A new study shows why some ‘SuperAgers’ have amazing memories well past their 80s

SuperAgers have super-neurons to thank for their incredible memories as they age, according to a recent study.

What keeps SuperAgers young?

Although these 'SuperAgers', a term created by Northwestern Mesulam Center for Cognitive Neurology and Alzheimer’s Disease describing people aged 80 years and older, do often practice healthy habits to keep their memories sharp, a new study reveals that nerves in their brains could be responsible. These bigger neurons allow them to age at a rate much slower than the average octogenarian.

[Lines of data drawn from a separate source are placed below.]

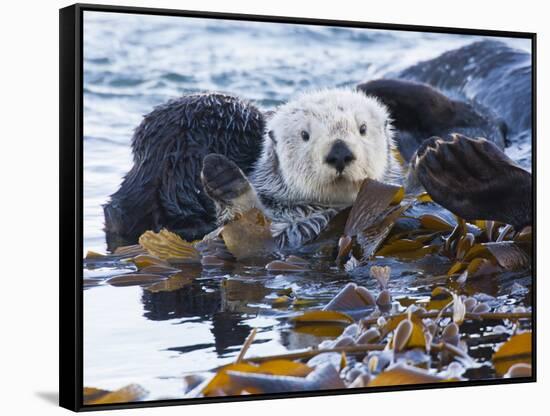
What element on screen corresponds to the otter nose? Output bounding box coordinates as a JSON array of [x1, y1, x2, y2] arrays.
[[325, 140, 355, 173]]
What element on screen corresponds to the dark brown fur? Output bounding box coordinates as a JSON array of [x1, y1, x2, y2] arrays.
[[104, 94, 264, 250]]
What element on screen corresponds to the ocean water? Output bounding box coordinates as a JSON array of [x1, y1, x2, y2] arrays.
[[84, 12, 529, 398]]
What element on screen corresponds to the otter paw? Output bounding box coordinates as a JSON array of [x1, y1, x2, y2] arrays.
[[411, 134, 532, 228], [201, 153, 251, 204]]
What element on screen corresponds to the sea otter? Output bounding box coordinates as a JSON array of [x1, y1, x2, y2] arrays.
[[104, 89, 399, 249], [357, 79, 507, 161], [103, 94, 265, 250], [104, 42, 530, 250], [202, 89, 400, 248]]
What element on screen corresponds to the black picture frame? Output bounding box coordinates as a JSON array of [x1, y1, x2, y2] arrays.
[[59, 4, 537, 411]]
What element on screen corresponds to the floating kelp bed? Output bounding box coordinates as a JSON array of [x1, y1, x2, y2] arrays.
[[84, 180, 532, 404]]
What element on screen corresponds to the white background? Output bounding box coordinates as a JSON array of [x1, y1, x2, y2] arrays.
[[0, 0, 550, 416]]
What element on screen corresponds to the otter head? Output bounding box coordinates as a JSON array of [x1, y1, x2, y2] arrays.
[[266, 89, 393, 206]]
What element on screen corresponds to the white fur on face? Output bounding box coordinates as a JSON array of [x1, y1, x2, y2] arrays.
[[266, 89, 393, 206]]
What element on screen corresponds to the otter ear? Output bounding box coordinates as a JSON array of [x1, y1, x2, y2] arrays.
[[267, 130, 277, 143]]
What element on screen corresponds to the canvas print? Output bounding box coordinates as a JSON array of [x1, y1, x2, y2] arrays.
[[82, 10, 534, 406]]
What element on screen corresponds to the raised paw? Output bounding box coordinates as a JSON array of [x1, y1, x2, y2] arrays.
[[411, 134, 532, 229], [201, 153, 251, 204]]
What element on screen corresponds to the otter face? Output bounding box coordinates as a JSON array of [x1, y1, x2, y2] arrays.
[[266, 89, 393, 206]]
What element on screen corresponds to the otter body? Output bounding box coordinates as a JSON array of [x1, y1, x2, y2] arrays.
[[104, 41, 531, 250], [104, 94, 265, 250], [202, 89, 400, 248], [357, 79, 507, 161]]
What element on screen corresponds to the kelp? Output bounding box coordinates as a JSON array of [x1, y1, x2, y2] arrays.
[[88, 158, 532, 400], [139, 228, 200, 263], [493, 331, 533, 375], [220, 208, 276, 260]]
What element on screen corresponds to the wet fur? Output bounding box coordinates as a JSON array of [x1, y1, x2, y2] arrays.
[[104, 94, 265, 249]]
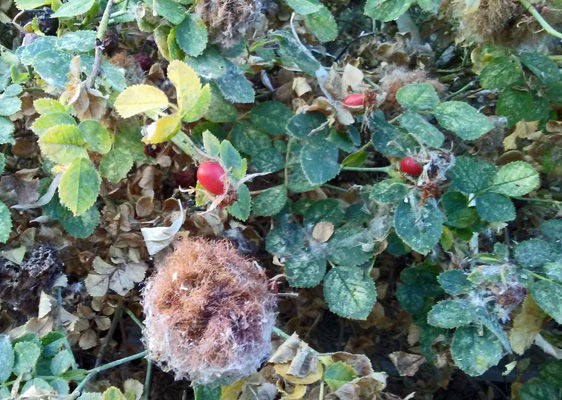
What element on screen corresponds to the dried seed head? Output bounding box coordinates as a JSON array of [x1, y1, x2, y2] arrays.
[[143, 238, 276, 384], [196, 0, 261, 48]]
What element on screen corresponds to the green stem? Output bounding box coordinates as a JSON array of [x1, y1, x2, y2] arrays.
[[519, 0, 562, 39], [70, 350, 148, 399], [342, 166, 391, 173], [284, 138, 293, 187], [172, 131, 202, 161], [144, 360, 152, 400]]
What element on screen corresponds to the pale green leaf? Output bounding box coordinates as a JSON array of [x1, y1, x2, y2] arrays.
[[39, 125, 88, 164], [59, 158, 100, 215], [493, 161, 540, 196], [435, 101, 494, 140], [324, 267, 377, 320], [451, 326, 503, 376], [394, 202, 445, 254], [51, 0, 95, 18], [176, 14, 208, 57]]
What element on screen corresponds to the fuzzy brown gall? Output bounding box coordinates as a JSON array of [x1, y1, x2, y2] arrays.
[[143, 238, 276, 385]]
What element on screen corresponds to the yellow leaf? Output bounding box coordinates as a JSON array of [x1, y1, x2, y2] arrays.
[[115, 85, 168, 118], [509, 295, 545, 354], [168, 60, 201, 114], [142, 114, 181, 144], [274, 361, 322, 385]]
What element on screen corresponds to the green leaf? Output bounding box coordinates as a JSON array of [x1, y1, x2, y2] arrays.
[[513, 239, 554, 268], [79, 119, 111, 154], [250, 101, 293, 135], [365, 0, 412, 22], [427, 299, 476, 329], [0, 335, 15, 383], [435, 101, 494, 140], [252, 147, 285, 172], [437, 269, 473, 296], [304, 5, 338, 42], [100, 146, 134, 183], [327, 225, 373, 267], [143, 0, 187, 25], [543, 261, 562, 283], [51, 0, 95, 18], [56, 30, 98, 53], [14, 342, 41, 375], [227, 184, 252, 221], [394, 202, 445, 254], [300, 137, 340, 185], [303, 199, 345, 227], [474, 56, 523, 89], [371, 179, 408, 204], [0, 201, 12, 243], [0, 95, 21, 117], [220, 140, 243, 172], [531, 280, 562, 324], [39, 125, 88, 164], [287, 111, 328, 139], [396, 83, 439, 111], [215, 61, 255, 103], [521, 53, 562, 86], [449, 156, 496, 193], [324, 267, 377, 320], [451, 326, 503, 376], [400, 111, 445, 148], [176, 14, 209, 57], [252, 185, 287, 216], [287, 0, 322, 15], [285, 247, 326, 288], [476, 193, 515, 222], [51, 350, 72, 376], [0, 117, 16, 144], [31, 112, 76, 137], [232, 119, 271, 155], [324, 361, 357, 392], [493, 161, 540, 196], [59, 158, 100, 215], [265, 220, 305, 257]]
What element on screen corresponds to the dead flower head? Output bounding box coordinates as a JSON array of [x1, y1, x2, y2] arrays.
[[143, 238, 276, 384]]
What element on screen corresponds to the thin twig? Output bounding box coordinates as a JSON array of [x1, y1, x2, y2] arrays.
[[86, 0, 113, 88], [95, 297, 123, 367]]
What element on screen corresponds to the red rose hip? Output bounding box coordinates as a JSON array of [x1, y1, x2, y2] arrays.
[[400, 157, 423, 175], [197, 161, 225, 195], [343, 93, 365, 107]]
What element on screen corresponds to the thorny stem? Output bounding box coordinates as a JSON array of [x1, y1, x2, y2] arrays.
[[284, 138, 293, 187], [95, 297, 123, 367], [86, 0, 113, 88], [70, 350, 148, 399], [519, 0, 562, 39]]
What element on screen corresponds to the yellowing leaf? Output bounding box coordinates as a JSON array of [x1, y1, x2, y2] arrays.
[[509, 295, 545, 354], [274, 361, 322, 385], [115, 85, 168, 118], [142, 114, 181, 144], [168, 60, 201, 115]]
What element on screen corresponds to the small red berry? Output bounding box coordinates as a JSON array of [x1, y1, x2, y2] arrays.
[[197, 161, 225, 195], [343, 93, 365, 107], [400, 157, 423, 175]]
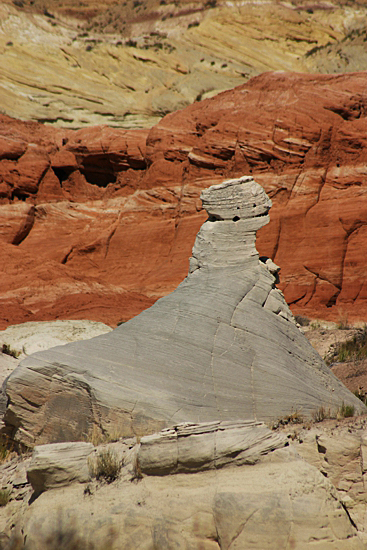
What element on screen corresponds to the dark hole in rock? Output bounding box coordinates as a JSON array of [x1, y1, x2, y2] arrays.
[[52, 168, 71, 183], [10, 189, 29, 202], [80, 162, 116, 187]]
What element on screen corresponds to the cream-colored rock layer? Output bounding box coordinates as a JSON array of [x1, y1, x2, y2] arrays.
[[0, 419, 365, 550], [0, 2, 366, 128]]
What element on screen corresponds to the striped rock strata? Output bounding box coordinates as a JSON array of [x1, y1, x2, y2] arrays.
[[4, 177, 365, 444]]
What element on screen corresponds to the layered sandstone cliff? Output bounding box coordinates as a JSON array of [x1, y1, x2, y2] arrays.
[[0, 0, 367, 128], [4, 177, 365, 445], [0, 73, 367, 327]]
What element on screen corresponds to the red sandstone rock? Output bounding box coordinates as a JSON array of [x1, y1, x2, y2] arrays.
[[0, 73, 367, 326]]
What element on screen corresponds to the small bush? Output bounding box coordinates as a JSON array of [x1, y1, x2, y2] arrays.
[[328, 325, 367, 363], [0, 489, 10, 506], [354, 387, 367, 405], [338, 402, 355, 418], [271, 411, 304, 430], [294, 315, 310, 327], [336, 317, 350, 330], [1, 344, 20, 359], [91, 449, 122, 483], [312, 405, 330, 422]]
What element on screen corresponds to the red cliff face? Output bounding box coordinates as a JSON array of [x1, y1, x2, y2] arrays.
[[0, 72, 367, 327]]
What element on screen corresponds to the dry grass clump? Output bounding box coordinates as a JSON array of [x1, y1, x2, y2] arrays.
[[269, 410, 304, 430], [325, 325, 367, 365], [1, 344, 20, 359], [337, 402, 355, 418], [0, 489, 11, 506], [89, 449, 123, 483], [312, 405, 333, 422]]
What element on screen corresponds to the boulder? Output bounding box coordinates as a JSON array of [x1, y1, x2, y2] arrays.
[[12, 447, 364, 550], [0, 320, 112, 359], [4, 177, 366, 445]]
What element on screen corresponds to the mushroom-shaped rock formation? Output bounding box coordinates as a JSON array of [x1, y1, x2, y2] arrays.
[[4, 177, 366, 444]]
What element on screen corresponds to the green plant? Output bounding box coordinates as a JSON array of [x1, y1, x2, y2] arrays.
[[354, 387, 367, 405], [312, 405, 327, 422], [294, 315, 310, 327], [336, 317, 350, 330], [338, 402, 355, 418], [1, 344, 20, 359], [0, 489, 10, 506], [271, 410, 304, 430], [90, 449, 122, 483], [328, 325, 367, 363]]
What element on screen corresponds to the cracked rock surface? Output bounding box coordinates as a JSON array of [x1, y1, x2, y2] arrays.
[[4, 177, 365, 444]]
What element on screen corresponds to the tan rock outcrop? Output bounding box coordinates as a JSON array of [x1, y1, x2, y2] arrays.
[[2, 426, 364, 550], [27, 442, 94, 495], [4, 177, 366, 446], [0, 0, 366, 128]]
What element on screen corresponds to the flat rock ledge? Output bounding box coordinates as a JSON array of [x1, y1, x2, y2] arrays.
[[3, 176, 366, 446], [27, 442, 94, 495], [138, 421, 288, 475]]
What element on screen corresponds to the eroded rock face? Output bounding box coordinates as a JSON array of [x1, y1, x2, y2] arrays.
[[0, 72, 367, 328], [4, 177, 365, 444], [7, 440, 364, 550]]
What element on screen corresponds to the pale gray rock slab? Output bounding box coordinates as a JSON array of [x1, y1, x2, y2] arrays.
[[0, 320, 112, 359], [4, 177, 366, 445], [10, 448, 364, 550], [137, 421, 287, 475], [27, 442, 94, 494]]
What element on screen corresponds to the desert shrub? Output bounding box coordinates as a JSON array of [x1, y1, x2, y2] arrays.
[[1, 344, 20, 359], [294, 315, 310, 327], [330, 325, 367, 363], [90, 449, 122, 483], [354, 387, 367, 405], [336, 317, 350, 330], [312, 405, 327, 422], [0, 489, 10, 506], [338, 402, 355, 418], [271, 410, 304, 430]]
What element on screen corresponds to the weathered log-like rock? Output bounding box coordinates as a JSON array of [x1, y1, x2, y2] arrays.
[[137, 420, 287, 475], [4, 177, 365, 444]]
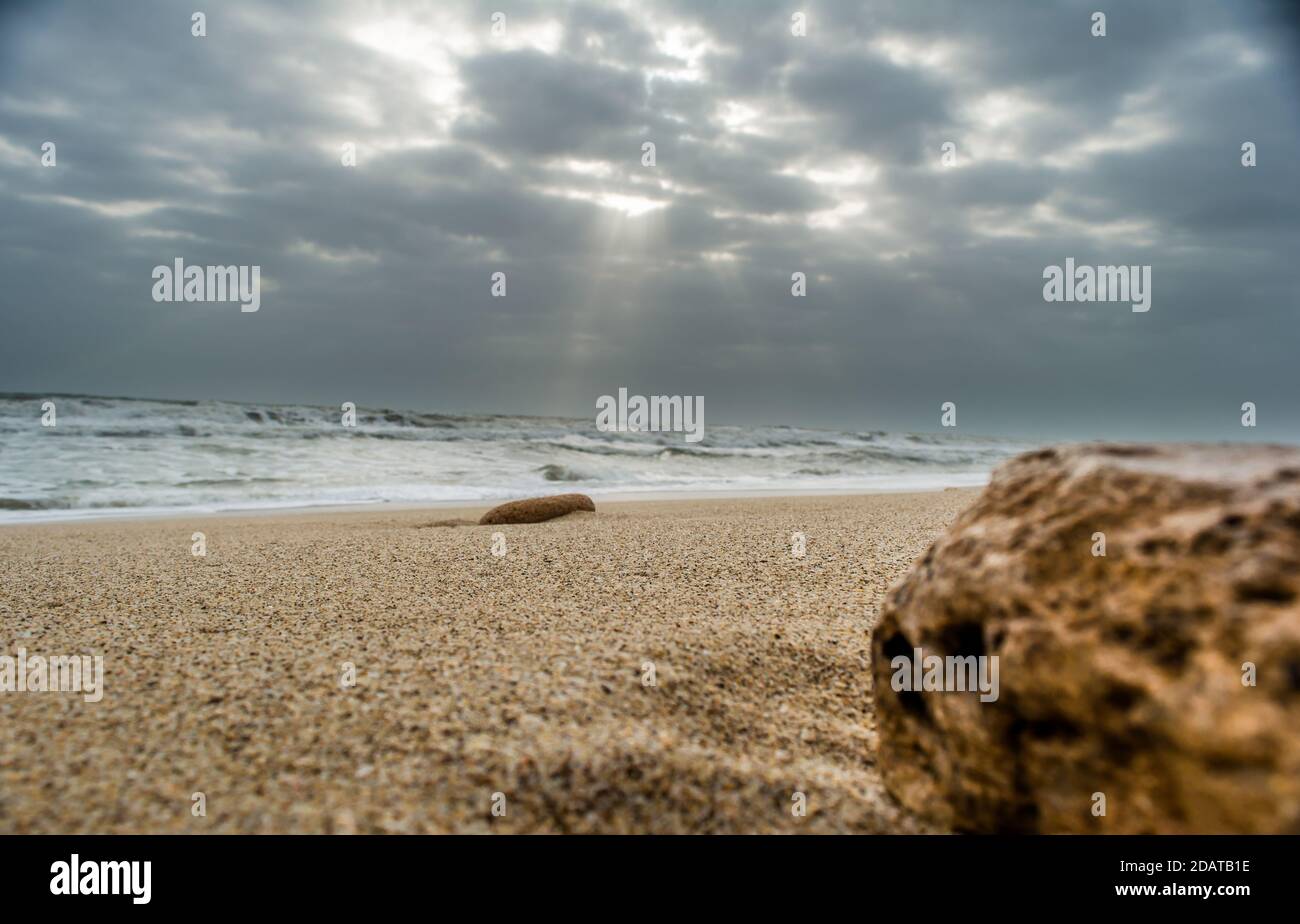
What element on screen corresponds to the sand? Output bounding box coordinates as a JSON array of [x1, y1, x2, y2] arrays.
[[0, 490, 975, 833]]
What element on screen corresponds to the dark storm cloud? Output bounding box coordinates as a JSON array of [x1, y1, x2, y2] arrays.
[[0, 0, 1300, 439]]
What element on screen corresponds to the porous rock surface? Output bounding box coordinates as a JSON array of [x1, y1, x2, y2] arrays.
[[872, 444, 1300, 833]]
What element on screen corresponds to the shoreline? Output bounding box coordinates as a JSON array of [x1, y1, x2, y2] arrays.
[[0, 476, 988, 529]]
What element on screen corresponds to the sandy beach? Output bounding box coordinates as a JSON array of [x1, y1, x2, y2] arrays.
[[0, 490, 975, 833]]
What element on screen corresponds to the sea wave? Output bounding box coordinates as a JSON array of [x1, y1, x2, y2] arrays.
[[0, 394, 1031, 520]]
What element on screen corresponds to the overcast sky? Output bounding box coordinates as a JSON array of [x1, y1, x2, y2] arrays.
[[0, 0, 1300, 441]]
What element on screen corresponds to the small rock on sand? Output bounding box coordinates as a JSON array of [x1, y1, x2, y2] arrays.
[[478, 494, 595, 526]]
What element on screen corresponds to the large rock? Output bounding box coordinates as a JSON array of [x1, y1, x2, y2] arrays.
[[478, 494, 595, 526], [872, 444, 1300, 833]]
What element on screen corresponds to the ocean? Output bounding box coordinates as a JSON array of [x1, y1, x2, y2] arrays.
[[0, 394, 1032, 522]]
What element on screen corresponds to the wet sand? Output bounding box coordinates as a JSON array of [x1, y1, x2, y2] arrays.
[[0, 490, 976, 833]]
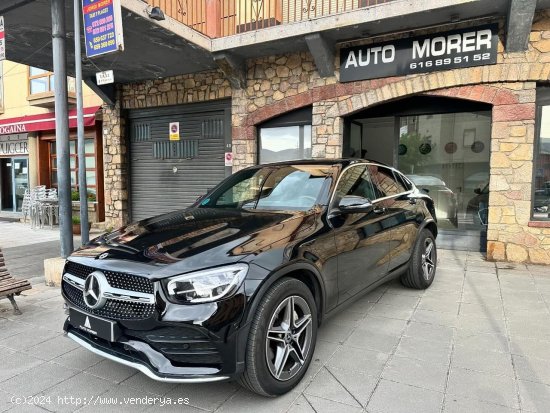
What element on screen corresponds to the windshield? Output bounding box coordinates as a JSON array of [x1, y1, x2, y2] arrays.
[[200, 165, 331, 211], [407, 175, 445, 186]]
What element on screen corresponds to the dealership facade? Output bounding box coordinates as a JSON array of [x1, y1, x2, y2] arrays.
[[4, 0, 550, 263]]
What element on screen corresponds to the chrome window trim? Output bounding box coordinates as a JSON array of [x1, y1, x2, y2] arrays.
[[328, 162, 415, 210]]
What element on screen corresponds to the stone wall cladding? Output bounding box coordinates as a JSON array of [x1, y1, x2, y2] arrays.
[[103, 94, 129, 228], [122, 70, 231, 109], [105, 10, 550, 263]]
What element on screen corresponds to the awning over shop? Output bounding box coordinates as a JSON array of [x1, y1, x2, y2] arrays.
[[0, 106, 100, 135]]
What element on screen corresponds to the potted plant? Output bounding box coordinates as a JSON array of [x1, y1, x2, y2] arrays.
[[73, 215, 92, 235], [71, 190, 98, 222]]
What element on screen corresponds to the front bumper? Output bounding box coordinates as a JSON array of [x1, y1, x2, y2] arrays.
[[63, 286, 249, 383], [65, 322, 230, 383]]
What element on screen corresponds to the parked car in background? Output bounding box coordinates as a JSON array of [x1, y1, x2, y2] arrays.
[[62, 160, 437, 396], [407, 175, 458, 226]]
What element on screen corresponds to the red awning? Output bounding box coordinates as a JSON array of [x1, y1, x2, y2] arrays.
[[0, 106, 101, 135]]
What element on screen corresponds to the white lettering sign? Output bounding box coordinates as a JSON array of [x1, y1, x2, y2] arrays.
[[340, 24, 498, 82], [412, 29, 492, 60], [346, 44, 395, 69], [0, 123, 27, 135], [0, 141, 29, 155], [0, 16, 6, 60], [95, 70, 115, 86]]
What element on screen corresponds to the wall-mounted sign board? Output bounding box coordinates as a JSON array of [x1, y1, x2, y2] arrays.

The new study was published in The Journal of Neuroscience. It reveals that nerves in the area of the brain responsible for memory, called the entorhinal cortex (ERC), were much larger in SuperAgers when compared to their peers with average cognitive capabilities. This peer group comparison included the elderly with early onset of Alzheimer’s disease and individuals 20-30 years younger.

Neurons of SuperAgers

Researchers discovered that neurons of the SuperAgers did not contain tau tangles, or abnormal deposits of protein that can accumulate inside neurons, impairing them. These tau proteins are often a huge sign of Alzheimer’s disease.

The research

The research for SuperAgers and their incredible memories was conducted at Northwestern University Feinberg School of Medicine in Chicago. The research program is called the Northwestern SuperAging Research Program. The study shows that SuperAgers with extraordinary memories have unique biological traits that consists of healthier nerve cells in the ERC.

The study mentioned that participants donated their brains for research.

“To understand how and why people may be resistant to developing Alzheimer’s disease, it is important to closely investigate the postmortem brains of SuperAgers,” said Tamar Gefen, lead author and assistant professor of psychiatry and behavioral sciences at Northwestern University Feinberg School of Medicine. “What makes SuperAgers’ brains unique? How can we harness their biologic traits to help elderly stave off Alzheimer’s disease?”

For this study, scientists “examined the brains of six SuperAgers, seven cognitively average elderly individuals, six young individuals and five individuals with early stages of Alzheimer’s.”

The team then measured the size of the nerve cells within the ERC and looked for the presence tau tangles in the cortex.

They were able to find that the brains of SuperAgers did not have the formation of tau tangles that cause Alzheimer’s.

Significance of the findings in this study

In this study, researchers were able to find “that a neuron spared from tangle formation can maintain its structural integrity (i.e., remain healthy and large). The inverse also seems to be true: Tau tangles can lead to neuronal shrinkage.” This allows researchers to believe that they might be closer to finding a way to forestall Alzheimer’s diseases and its damaging effects.

“The remarkable observation that SuperAgers showed larger neurons than their younger peers may imply that large cells were present from birth and are maintained structurally throughout their lives,” Gefen said.

“We conclude that larger neurons are a biological signature of the SuperAging trajectory,” she continued. Therefore, in this discovery, researchers say it’s possible that people could be born with these larger cells that allow them to stay mentally and cognitively sharper than their peers. There is also the implication that the structure of their biological makeup remains prevalent throughout their lives.

The study that could stop Alzheimer’s disease from forming in the future

This research shows huge promise in solving the mystery of what causes Alzheimer’s disease. It allows researchers to determine early factors of Alzheimer’s and take steps towards creating an effective form of treatment, and perhaps even a cure. But the real hope is overall prevention, to find out how SuperAgers do not get Alzheimer’s in the first place and figure out how to stop it from forming to begin with. “What are the chemical, metabolic or genetic features of these cells that render them resilient?” Gefen asked. Once that question is answered, it can be used to one day eradicate the debilitating and progressive disease.